Then her manner changed.

“Dick,” she said seriously, “I came down to see you on business– important business. I can’t explain here. I want you to come back to Town with us in the morning. My brother and I have a proposition to put before you. We want your help. Will you come?”

Wonderingly, Dick consented.

“Yes,” he said, “I shall be glad. My assistant can quite well look after things here while I am away.”

“Very well,” said Yvette, with a look of relief which did not escape Dick, “that’s settled. Now let us enjoy ourselves.”

Dick spent a sleepless night, crowded with old memories which kept him wide awake. Next morning he found himself with his two companions in the train for London. Arriving at Liverpool Street, they took a taxi and were soon comfortably ensconced in a private room at a small but exclusive West End hotel.

It was not until after lunch that Yvette opened a conversation that was destined to exercise a powerful influence on Dick Manton’s career.

“Now, Dick,”–she called him “Deek”–“before I say anything I must make it a condition that under no circumstances will you ever mention what passes between us. I know I can trust you implicitly. I am going to make you an offer which you are absolutely free either to accept or refuse. It will surprise you, and you are entitled to a full explanation. But in case you refuse, not a word of our conversation must ever pass your lips under any circumstances whatever.

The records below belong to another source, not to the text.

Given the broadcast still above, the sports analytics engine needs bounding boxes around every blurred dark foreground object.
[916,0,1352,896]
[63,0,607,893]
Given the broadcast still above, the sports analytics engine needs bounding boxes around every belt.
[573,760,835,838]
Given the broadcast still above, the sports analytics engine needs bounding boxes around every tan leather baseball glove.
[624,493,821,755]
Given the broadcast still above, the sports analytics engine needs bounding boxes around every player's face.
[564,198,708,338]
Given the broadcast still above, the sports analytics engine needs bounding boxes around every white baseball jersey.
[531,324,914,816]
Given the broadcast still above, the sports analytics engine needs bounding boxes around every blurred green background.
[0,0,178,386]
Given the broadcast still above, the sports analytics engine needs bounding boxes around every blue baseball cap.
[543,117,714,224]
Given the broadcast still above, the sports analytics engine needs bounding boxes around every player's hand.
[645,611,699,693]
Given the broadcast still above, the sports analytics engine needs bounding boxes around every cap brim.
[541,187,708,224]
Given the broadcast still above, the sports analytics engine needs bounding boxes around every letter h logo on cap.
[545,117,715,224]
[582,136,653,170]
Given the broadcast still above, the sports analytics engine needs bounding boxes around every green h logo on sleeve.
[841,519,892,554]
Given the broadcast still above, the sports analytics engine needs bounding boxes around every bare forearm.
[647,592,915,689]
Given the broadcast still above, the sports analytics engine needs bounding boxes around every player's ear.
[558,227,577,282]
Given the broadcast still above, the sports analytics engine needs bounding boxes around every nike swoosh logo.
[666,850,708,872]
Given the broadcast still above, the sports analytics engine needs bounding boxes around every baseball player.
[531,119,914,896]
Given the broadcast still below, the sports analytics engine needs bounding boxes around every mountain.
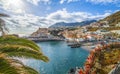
[100,11,120,26]
[49,20,96,28]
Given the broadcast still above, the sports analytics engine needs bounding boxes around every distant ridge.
[100,11,120,26]
[49,20,96,28]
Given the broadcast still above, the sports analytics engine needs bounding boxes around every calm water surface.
[23,41,89,74]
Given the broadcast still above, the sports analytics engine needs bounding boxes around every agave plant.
[0,13,9,36]
[0,35,48,74]
[0,14,49,74]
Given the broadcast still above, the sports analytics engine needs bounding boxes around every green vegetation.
[92,43,120,74]
[0,14,49,74]
[102,11,120,26]
[0,36,48,74]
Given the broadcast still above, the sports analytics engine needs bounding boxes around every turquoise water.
[24,41,89,74]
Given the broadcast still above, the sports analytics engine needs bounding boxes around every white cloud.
[60,0,80,4]
[47,8,110,22]
[86,0,120,4]
[27,0,50,5]
[2,8,110,34]
[60,0,120,4]
[0,0,50,14]
[0,0,25,13]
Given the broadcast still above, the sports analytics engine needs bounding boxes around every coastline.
[81,46,93,52]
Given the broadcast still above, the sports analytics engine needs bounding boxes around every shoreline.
[81,46,94,52]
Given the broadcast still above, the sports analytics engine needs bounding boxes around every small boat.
[71,44,81,48]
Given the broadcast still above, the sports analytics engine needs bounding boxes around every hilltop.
[49,20,96,28]
[100,11,120,26]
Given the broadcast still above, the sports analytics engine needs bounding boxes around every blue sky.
[0,0,120,34]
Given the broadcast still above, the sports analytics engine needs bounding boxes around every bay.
[23,41,89,74]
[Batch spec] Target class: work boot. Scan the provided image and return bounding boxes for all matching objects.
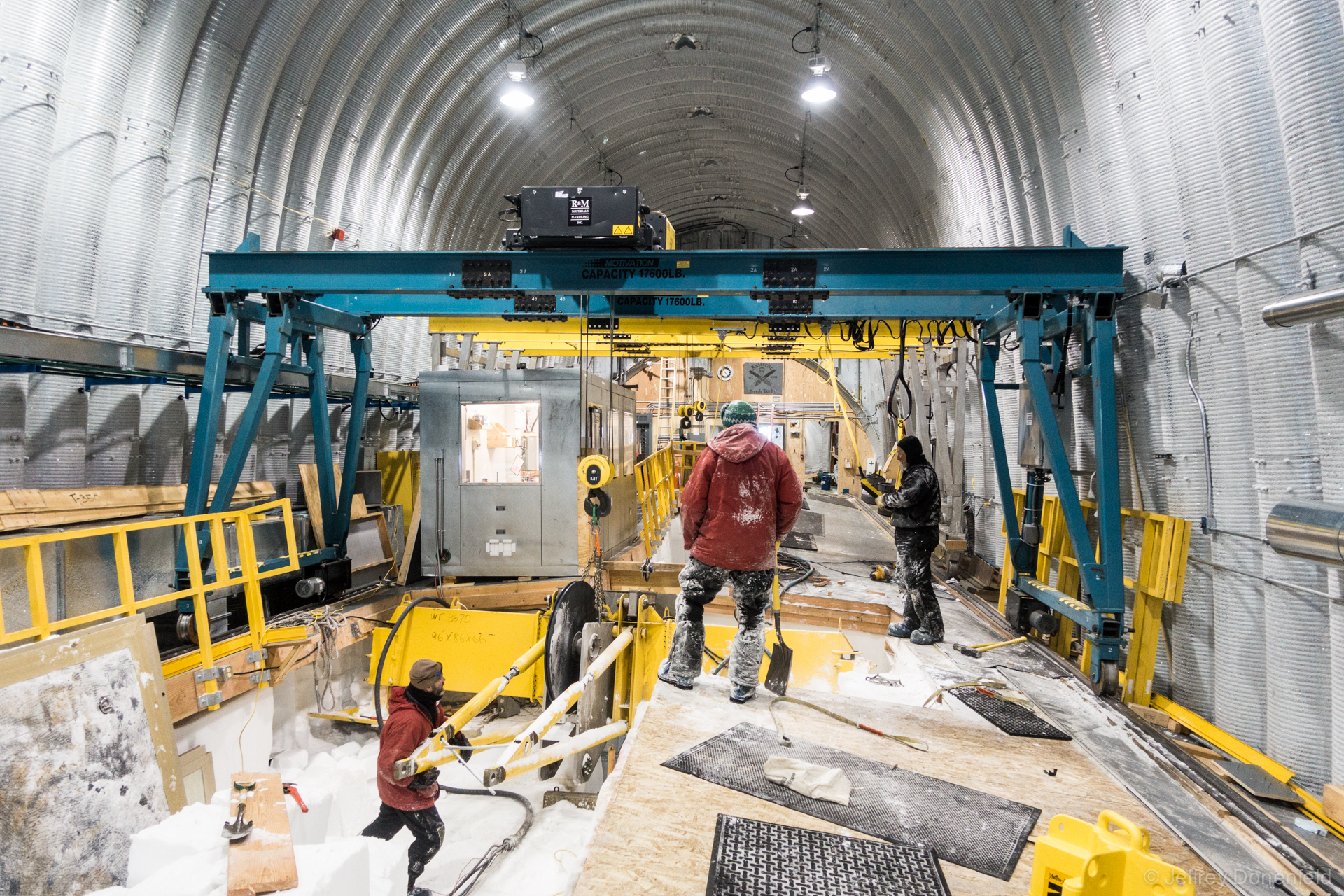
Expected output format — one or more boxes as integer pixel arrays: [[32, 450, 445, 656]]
[[729, 685, 755, 703], [659, 659, 695, 690], [659, 620, 704, 688]]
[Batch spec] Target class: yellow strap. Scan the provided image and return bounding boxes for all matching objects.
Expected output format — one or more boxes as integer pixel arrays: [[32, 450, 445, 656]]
[[827, 346, 863, 477]]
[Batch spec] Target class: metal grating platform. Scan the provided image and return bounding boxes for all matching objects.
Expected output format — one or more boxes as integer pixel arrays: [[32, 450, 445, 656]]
[[951, 688, 1072, 740], [704, 816, 950, 896], [663, 722, 1040, 880]]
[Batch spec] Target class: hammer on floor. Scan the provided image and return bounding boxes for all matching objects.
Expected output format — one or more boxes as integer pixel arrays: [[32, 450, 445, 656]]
[[951, 636, 1027, 659]]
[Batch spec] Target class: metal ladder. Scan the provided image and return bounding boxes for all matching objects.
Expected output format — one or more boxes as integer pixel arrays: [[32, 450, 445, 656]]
[[654, 357, 680, 450]]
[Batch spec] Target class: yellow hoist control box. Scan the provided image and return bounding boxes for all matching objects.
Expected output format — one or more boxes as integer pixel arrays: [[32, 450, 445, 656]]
[[1028, 810, 1195, 896]]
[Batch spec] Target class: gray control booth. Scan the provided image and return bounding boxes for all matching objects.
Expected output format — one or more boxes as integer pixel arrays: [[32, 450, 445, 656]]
[[421, 368, 640, 576]]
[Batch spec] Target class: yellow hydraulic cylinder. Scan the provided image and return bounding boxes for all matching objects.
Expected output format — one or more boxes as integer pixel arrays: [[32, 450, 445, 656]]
[[393, 638, 546, 779], [500, 629, 634, 766], [1028, 808, 1195, 896], [481, 720, 628, 788]]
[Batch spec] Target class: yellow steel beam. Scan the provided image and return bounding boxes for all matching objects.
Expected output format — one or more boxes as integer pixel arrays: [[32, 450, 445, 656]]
[[1152, 693, 1344, 839], [428, 317, 962, 358]]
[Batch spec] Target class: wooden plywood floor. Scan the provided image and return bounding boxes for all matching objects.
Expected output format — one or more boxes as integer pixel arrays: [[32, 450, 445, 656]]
[[574, 677, 1233, 896]]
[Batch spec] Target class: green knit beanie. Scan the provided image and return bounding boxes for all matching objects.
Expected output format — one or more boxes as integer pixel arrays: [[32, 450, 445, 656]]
[[719, 402, 755, 426]]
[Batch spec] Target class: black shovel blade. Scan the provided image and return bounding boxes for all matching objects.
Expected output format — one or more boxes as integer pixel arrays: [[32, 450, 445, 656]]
[[220, 804, 253, 839], [764, 612, 793, 697]]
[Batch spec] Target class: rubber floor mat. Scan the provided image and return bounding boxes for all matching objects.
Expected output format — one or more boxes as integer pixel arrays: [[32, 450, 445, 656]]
[[704, 816, 950, 896], [663, 722, 1040, 880], [951, 688, 1072, 740], [793, 510, 827, 535]]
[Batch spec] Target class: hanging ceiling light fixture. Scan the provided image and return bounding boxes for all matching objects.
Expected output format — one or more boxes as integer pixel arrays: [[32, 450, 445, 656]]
[[500, 0, 546, 108], [792, 187, 816, 218], [500, 60, 536, 108], [783, 108, 817, 218], [500, 60, 536, 108], [802, 57, 836, 104], [790, 3, 836, 104]]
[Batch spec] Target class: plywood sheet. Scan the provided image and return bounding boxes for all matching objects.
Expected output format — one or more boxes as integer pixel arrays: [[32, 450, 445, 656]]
[[574, 677, 1233, 896], [0, 617, 186, 893], [228, 771, 298, 896]]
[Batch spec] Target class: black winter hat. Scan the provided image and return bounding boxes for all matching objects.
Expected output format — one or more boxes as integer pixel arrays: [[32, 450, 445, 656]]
[[897, 435, 925, 466]]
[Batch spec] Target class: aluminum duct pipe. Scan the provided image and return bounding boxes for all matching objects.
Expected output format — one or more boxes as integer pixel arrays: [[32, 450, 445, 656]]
[[1261, 286, 1344, 326], [1265, 501, 1344, 566]]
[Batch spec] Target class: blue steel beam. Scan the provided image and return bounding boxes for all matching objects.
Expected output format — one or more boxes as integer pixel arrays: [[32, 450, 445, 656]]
[[206, 246, 1124, 310]]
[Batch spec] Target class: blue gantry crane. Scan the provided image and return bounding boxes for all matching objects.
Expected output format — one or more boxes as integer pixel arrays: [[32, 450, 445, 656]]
[[189, 228, 1125, 693]]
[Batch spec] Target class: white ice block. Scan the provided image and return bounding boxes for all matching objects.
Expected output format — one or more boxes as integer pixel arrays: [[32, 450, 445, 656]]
[[126, 791, 228, 887]]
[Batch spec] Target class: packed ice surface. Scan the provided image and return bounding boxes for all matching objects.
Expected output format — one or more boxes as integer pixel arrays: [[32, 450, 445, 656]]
[[85, 718, 596, 896]]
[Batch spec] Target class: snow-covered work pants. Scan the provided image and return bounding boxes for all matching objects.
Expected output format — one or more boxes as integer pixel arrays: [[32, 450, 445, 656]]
[[895, 526, 942, 640], [668, 557, 774, 688]]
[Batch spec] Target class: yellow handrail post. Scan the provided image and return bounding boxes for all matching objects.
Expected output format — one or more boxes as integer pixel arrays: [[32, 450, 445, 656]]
[[113, 529, 136, 612], [23, 544, 51, 640], [237, 513, 266, 664], [183, 517, 219, 712]]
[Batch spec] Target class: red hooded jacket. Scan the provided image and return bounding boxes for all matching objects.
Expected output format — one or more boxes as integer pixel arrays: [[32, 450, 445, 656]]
[[378, 688, 447, 811], [681, 423, 802, 571]]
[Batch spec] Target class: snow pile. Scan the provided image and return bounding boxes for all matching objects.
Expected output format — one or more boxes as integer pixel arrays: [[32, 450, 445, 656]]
[[92, 719, 601, 896]]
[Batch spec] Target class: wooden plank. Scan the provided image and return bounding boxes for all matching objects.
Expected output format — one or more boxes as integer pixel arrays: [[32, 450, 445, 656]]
[[574, 684, 1235, 896], [1321, 785, 1344, 825], [298, 463, 327, 548], [228, 771, 298, 896], [396, 491, 419, 586], [0, 481, 276, 532]]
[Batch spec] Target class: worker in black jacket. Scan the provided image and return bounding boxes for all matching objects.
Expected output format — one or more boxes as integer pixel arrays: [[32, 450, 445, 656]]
[[878, 435, 942, 645]]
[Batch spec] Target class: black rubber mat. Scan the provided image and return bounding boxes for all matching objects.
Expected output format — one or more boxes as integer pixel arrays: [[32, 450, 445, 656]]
[[780, 532, 817, 551], [704, 816, 950, 896], [951, 688, 1072, 740], [793, 510, 827, 535], [663, 722, 1040, 880]]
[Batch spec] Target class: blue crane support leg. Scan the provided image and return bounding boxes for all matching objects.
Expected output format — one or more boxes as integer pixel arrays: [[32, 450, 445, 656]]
[[328, 333, 371, 556]]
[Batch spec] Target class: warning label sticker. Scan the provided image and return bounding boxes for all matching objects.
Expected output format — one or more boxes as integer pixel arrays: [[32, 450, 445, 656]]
[[570, 196, 593, 227]]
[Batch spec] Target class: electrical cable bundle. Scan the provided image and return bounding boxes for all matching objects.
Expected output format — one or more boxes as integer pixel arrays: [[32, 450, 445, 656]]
[[438, 785, 536, 896]]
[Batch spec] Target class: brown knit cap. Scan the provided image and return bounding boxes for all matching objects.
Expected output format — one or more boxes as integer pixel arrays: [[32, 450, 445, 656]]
[[412, 659, 444, 690]]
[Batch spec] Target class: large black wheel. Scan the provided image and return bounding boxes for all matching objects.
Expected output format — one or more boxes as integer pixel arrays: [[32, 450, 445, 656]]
[[1093, 659, 1119, 697], [545, 580, 596, 705]]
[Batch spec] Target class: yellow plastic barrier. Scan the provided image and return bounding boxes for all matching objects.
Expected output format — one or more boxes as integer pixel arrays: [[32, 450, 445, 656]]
[[1028, 808, 1195, 896]]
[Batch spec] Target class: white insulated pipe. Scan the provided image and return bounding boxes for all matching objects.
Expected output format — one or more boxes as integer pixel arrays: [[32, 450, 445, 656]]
[[1261, 286, 1344, 326]]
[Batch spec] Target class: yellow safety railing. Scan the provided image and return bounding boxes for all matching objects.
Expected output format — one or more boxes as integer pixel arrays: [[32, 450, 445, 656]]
[[669, 442, 704, 491], [999, 489, 1189, 706], [634, 446, 681, 557], [0, 498, 298, 709]]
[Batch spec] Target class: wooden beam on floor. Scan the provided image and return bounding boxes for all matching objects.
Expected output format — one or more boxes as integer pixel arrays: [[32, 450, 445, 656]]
[[228, 771, 298, 896]]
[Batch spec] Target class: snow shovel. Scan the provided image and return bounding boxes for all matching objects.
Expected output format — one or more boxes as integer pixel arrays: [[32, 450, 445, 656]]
[[220, 804, 251, 839], [764, 541, 793, 697]]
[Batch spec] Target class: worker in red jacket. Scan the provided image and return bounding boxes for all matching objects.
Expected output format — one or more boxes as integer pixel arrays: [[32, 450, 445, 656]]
[[363, 659, 447, 896], [659, 402, 802, 703]]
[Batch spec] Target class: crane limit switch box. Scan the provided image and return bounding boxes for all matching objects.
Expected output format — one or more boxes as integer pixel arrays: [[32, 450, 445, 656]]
[[504, 187, 662, 248]]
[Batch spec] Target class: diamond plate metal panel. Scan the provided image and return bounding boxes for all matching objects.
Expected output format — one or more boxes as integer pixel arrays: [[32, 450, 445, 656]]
[[663, 722, 1040, 880], [704, 816, 950, 896], [951, 688, 1072, 740]]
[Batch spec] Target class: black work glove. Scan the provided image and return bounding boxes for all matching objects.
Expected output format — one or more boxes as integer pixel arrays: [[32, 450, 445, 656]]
[[412, 767, 438, 790], [447, 731, 475, 762]]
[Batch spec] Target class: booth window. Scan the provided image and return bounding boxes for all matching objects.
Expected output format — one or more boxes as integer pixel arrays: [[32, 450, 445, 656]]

Do you agree?”

“Of course I do,” replied Dick, wondering what was coming.

“Very well,” laughed Yvette, “now I can tell you everything.”

“You will remember,” she went on, “what I was doing in France–smuggling money and valuables out of the reach of the Germans. Well, I am doing the same thing still, but on a different scale and by different methods. I dare say you know that there is an enormous amount of smuggling into England; the heavy import duties have made it a very profitable game. What you probably don’t know is that it is mostly carried on by Germans. There is a regular organisation at work, clever, secret, and highly efficient. But the chain, like every chain, has a weak link, and I happen to have found it. The head of the whole undertaking is Otto Kranzler, of Frankfort. You will remember him. He was the commandant responsible for the murder of my father and mother.”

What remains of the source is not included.